Corso di Pittura Lezione n.17 (La pittura ad olio)

La pittura ad olio non è una pittura veloce e con essa non si ottengono le stesse prestazioni che si ottengono con gli acrilici. Per completare un quadro ad olio occorre impiegare molto tempo. La pittura ad olio è l'ideale per creare una vera opera. Un'altra caratteristica delle pitture ad olio è la stratificazione, infatti un pittore ha la possibilità di impostare il proprio lavoro in due modi.

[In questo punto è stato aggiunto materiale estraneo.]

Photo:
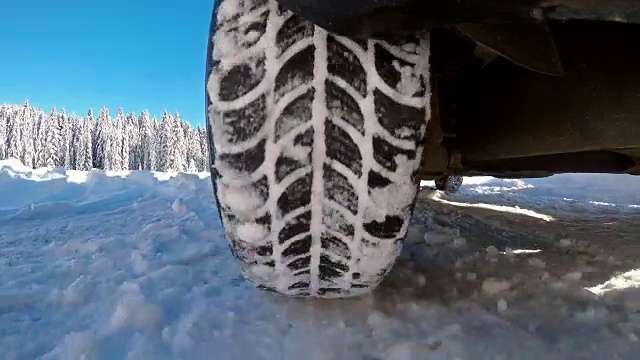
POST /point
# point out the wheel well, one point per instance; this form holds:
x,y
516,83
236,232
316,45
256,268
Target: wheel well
x,y
491,116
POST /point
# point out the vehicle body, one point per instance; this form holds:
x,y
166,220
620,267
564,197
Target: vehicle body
x,y
448,88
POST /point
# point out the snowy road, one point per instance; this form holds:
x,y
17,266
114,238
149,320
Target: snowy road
x,y
135,266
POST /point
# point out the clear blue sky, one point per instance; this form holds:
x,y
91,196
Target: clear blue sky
x,y
134,54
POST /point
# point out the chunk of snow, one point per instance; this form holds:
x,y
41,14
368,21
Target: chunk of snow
x,y
493,286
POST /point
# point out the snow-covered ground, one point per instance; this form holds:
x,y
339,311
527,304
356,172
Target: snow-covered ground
x,y
134,265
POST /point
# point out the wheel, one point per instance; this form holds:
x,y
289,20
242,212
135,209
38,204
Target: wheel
x,y
449,184
315,141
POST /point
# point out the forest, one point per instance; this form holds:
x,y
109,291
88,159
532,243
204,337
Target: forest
x,y
124,142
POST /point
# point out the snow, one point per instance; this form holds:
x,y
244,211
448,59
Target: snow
x,y
134,265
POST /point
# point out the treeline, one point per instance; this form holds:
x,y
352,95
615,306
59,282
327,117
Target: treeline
x,y
124,142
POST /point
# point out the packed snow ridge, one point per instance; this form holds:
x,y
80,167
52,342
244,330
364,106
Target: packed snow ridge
x,y
134,265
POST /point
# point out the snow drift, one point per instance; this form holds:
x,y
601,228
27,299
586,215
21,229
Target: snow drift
x,y
134,265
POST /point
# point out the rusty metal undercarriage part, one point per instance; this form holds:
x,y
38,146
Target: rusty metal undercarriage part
x,y
492,116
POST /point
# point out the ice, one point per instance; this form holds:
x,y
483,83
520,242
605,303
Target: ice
x,y
102,266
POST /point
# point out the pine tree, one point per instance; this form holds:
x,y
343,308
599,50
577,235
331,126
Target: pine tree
x,y
101,139
49,154
4,118
119,143
14,133
64,133
133,132
84,148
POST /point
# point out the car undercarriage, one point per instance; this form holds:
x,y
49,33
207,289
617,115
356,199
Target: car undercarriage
x,y
520,88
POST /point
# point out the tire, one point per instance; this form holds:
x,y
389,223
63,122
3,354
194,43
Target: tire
x,y
449,184
315,141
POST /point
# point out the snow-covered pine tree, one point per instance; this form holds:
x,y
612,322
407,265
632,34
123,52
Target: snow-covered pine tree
x,y
180,162
27,120
4,117
75,126
146,141
166,141
84,160
203,149
133,131
48,155
14,133
64,131
101,138
39,134
119,143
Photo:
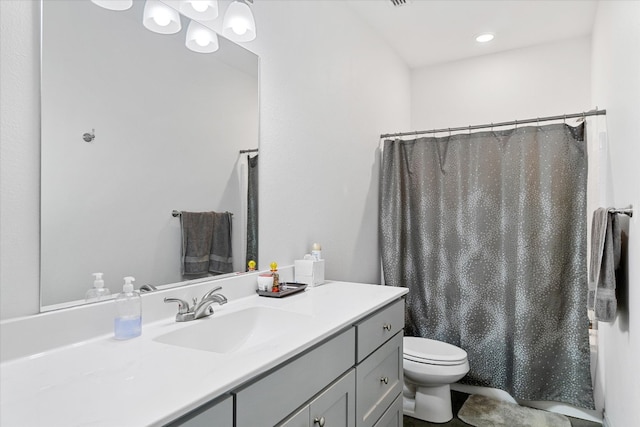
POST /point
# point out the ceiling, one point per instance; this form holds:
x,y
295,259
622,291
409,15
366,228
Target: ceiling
x,y
427,32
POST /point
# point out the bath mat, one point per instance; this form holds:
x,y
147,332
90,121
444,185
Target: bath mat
x,y
482,411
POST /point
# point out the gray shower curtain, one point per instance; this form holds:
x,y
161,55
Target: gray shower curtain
x,y
488,232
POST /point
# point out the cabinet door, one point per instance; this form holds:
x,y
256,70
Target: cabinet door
x,y
393,416
299,419
379,328
218,413
379,381
336,406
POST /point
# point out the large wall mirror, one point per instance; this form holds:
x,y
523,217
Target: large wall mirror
x,y
169,125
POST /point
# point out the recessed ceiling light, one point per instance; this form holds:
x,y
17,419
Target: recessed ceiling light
x,y
486,37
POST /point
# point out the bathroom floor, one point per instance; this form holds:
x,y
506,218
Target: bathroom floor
x,y
458,399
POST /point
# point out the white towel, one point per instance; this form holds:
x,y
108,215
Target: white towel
x,y
605,258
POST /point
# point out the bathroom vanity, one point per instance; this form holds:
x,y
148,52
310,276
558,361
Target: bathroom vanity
x,y
330,355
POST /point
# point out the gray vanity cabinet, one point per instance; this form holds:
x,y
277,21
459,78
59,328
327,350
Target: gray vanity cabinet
x,y
393,416
218,413
334,407
270,399
379,375
352,379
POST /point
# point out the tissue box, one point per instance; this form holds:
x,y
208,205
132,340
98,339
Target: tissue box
x,y
309,271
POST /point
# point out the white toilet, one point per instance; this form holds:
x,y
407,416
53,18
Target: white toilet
x,y
429,368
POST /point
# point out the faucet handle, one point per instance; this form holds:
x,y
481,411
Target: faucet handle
x,y
211,292
183,306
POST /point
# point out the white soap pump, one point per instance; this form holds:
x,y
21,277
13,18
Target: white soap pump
x,y
98,292
128,321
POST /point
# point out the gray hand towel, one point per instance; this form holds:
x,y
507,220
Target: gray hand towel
x,y
221,258
605,258
197,234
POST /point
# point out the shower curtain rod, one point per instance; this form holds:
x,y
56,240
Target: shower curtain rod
x,y
584,114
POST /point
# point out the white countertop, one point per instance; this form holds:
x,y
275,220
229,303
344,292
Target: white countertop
x,y
140,382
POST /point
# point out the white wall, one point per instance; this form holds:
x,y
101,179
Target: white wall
x,y
19,158
329,88
616,87
542,80
327,92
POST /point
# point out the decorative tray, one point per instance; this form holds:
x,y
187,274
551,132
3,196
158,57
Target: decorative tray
x,y
286,289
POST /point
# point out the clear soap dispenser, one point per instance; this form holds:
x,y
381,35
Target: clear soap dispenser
x,y
128,321
98,292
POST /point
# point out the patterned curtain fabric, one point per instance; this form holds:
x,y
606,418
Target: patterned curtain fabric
x,y
252,210
488,232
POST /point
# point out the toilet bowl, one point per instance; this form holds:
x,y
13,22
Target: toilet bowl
x,y
430,367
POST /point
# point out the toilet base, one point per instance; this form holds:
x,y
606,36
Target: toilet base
x,y
432,404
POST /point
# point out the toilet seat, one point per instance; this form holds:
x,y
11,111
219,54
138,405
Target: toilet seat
x,y
432,352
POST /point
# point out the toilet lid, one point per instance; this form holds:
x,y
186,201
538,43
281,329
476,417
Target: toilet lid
x,y
424,350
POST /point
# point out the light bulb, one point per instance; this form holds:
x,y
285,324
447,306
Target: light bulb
x,y
162,18
199,5
200,10
239,27
483,38
114,4
201,39
238,24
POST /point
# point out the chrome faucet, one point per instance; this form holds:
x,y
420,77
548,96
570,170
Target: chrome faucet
x,y
200,309
148,288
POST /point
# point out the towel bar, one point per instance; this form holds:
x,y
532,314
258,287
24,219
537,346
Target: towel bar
x,y
624,211
175,213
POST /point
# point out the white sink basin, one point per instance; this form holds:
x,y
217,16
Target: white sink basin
x,y
235,331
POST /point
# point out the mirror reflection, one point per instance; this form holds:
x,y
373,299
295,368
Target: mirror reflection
x,y
135,126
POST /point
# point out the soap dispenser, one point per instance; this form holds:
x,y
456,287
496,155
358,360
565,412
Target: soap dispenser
x,y
128,321
98,292
276,277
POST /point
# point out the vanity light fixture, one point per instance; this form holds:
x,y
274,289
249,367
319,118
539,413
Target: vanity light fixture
x,y
114,4
485,37
160,18
201,39
238,23
202,10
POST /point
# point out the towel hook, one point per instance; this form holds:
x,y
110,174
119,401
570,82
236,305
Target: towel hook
x,y
89,137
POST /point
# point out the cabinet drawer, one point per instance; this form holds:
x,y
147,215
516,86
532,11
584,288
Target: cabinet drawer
x,y
393,416
271,398
378,381
378,328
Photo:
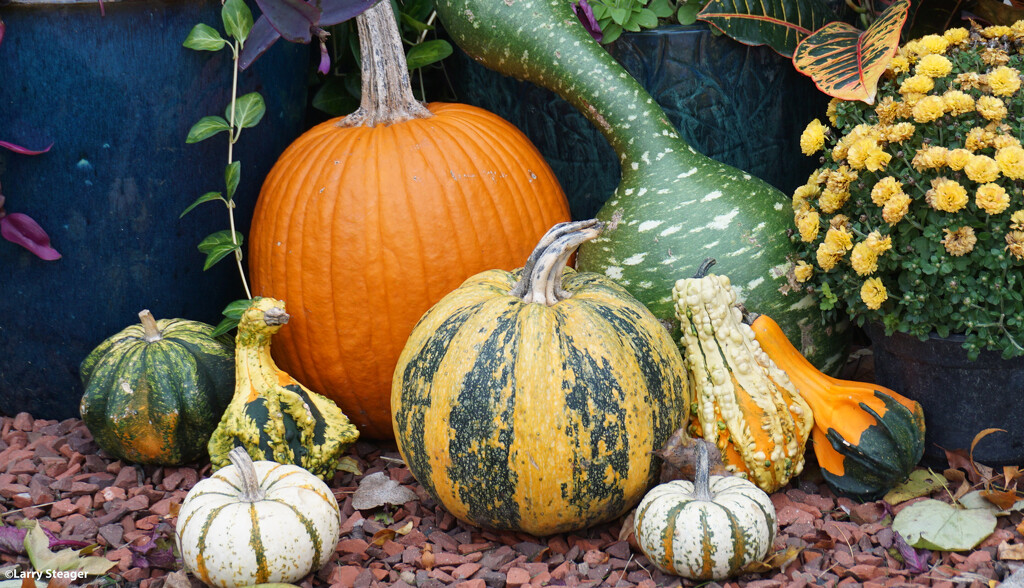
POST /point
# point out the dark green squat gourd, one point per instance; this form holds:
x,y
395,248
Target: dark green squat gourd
x,y
674,207
155,391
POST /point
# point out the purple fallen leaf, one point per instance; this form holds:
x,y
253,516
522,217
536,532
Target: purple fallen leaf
x,y
915,560
586,15
22,229
24,151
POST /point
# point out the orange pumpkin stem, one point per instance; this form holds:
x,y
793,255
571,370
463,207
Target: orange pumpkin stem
x,y
387,93
251,492
150,327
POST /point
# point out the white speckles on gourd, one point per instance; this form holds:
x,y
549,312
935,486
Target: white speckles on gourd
x,y
613,271
672,229
635,259
722,221
687,173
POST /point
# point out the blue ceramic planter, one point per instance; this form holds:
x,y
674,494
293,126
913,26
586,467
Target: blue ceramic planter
x,y
116,95
742,106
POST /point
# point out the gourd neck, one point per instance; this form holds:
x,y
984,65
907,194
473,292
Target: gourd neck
x,y
250,491
387,93
151,330
701,479
541,281
542,41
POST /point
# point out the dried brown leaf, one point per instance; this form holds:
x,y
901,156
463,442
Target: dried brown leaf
x,y
1010,551
382,537
1005,500
779,560
679,455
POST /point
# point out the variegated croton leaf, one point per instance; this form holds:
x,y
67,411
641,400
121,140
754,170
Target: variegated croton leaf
x,y
846,63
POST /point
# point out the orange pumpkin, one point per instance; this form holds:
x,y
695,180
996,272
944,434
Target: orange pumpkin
x,y
366,221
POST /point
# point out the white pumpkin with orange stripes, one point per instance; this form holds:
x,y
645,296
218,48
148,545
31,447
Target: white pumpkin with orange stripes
x,y
255,522
706,530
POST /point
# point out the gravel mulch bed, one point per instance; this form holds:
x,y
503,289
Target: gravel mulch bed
x,y
53,472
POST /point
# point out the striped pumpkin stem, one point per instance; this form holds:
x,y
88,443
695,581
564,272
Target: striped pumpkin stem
x,y
152,331
387,93
560,229
701,479
544,280
251,492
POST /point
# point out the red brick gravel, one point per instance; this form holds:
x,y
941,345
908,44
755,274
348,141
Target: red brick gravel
x,y
54,473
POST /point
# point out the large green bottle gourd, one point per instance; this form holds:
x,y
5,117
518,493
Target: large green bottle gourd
x,y
674,206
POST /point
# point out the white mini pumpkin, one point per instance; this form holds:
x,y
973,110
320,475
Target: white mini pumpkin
x,y
706,530
257,522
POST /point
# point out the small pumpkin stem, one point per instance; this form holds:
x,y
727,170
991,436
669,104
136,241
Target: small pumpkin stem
x,y
387,93
546,279
150,327
523,285
704,267
701,479
251,492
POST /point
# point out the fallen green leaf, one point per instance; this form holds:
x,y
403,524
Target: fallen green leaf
x,y
37,545
940,527
921,483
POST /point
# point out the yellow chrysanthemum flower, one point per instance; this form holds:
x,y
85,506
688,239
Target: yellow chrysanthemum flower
x,y
960,242
946,195
957,102
991,108
916,85
957,158
899,132
956,36
1006,140
993,56
830,112
1011,162
896,208
934,66
813,137
803,196
978,138
873,293
930,158
833,201
885,189
929,109
1015,244
808,223
899,65
864,258
996,31
991,198
1017,220
969,80
803,271
827,256
982,169
1004,81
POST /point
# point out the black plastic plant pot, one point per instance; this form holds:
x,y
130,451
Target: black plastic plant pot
x,y
960,396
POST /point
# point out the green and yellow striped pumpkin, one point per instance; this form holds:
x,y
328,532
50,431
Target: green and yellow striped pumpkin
x,y
531,400
257,522
706,530
155,391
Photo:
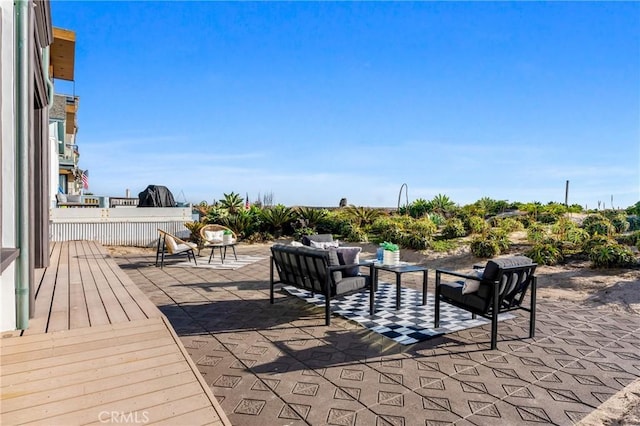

Il primo sistema è fresco su fresco o detto anche bagnato su bagnato, che si ottiene continuando a lavorare il proprio quadro quando è ancora fresco, cioè non si fa seccare il colore della pellicola pittorica tra una sessione e l'altra, ma si agisce di continuo in modo da apportare all'interno del quadro materie oleose e non si fa asciugare mentre si dipinge uno strato sull'altro, ma si cerca il modo affinchè i vari colori e le varie tonalità si leghino tra di loro quando sono ancora freschi: questo sistema di pittura porterà ad un tipo di dipinto molto omogeneo, molto netto tra i tratti, con delle sfumature molto saldate tra di loro, con meno trasparenze e più corposità di colori.

Se invece vogliamo adottare una stratificazione di tipo grasso su magro, si fa la base con una quantità di medium molto bassa e dopo che è asciutto e si va ad intensificare il colore aggiungendo un po' di medium per intensificare il colore e rendere il colore dello strato superiore più grasso di quello inferiore.